Kristy Singletary lives in New York, where she works for Verizon as a diversity inclusion manager, but the 34-year-old first lieutenant serves in the D.C. National Guard. She arrived at the Capitol on Jan. 16 to help prepare for the inauguration, including coordinating the activities of Guard units from all the states and territories.
Singletary said despite the circumstances that led to the call-up, the experience has been a rewarding one, particularly in terms of how the Guard and U.S. Capitol Police have worked together.
“It’s been great to see how receptive and how appreciative they are of our forces here,” she said. “That’s been a great feeling in terms of how we were all able to come together to accomplish this mission.”
For these Guard members and many like them, their historic deployment to secure the Capitol will remain etched in their memories forever, providing many indelible moments they would never have experienced otherwise.
Cocker spoke with pride about when he and fellow Hawaii Guard members saw a statue of Hawaii’s King Kamehameha I in the visitors center and had their photo taken in front of it. Singletary felt history under her feet as she watched Kamala D. Harris inaugurated as the first Black, first Asian American and first female vice president. Okine recalled saying hello to a senator he passed in a hallway.
“She turned around and said hi back,” he said, laughing. “It was a great feeling for me. I went back and told my wife and she was excited.”

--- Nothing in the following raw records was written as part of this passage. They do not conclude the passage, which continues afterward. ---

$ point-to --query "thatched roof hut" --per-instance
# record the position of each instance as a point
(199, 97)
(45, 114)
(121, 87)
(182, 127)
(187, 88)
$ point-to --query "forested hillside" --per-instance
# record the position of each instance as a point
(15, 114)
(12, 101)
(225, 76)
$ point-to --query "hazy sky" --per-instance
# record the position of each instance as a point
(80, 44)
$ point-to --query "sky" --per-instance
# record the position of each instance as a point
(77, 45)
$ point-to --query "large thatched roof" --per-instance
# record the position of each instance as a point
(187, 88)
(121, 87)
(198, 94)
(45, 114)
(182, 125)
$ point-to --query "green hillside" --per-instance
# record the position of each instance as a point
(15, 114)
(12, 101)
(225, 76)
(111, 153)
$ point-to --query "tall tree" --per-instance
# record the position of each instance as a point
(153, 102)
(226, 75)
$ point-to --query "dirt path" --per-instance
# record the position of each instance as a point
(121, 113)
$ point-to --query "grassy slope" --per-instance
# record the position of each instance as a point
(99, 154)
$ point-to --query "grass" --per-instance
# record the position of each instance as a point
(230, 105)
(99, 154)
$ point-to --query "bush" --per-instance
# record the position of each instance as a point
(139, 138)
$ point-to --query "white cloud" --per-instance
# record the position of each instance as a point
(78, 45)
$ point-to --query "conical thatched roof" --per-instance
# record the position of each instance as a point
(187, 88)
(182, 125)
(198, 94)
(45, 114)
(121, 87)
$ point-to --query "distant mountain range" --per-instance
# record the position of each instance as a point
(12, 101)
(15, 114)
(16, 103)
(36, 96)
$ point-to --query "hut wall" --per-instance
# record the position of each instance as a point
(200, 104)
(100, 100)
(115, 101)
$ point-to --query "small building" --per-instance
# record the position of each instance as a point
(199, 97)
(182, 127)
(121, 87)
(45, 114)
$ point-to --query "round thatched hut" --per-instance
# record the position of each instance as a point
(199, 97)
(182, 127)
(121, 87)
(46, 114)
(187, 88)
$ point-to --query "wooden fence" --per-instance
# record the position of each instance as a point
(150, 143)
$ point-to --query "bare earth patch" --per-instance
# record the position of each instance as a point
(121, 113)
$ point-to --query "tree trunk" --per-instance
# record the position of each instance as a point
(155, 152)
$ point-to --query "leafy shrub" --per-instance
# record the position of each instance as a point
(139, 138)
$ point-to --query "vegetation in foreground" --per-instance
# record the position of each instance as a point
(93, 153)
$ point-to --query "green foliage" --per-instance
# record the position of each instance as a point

For Bryant, the 19-year-old private first class from Delaware whose deployment to the Capitol was his first visit to Washington, nothing has escaped notice.
“The amount of history that was made during my time here, I think that’s the biggest thing I’ll probably remember,” he said. “I don’t plan on forgetting anything that I’ve seen here or the experience I’ve had here.”
Correction: An earlier version of this article said Clement Okine emigrated from Ghana to Colorado when he was a child. He emigrated in 2010.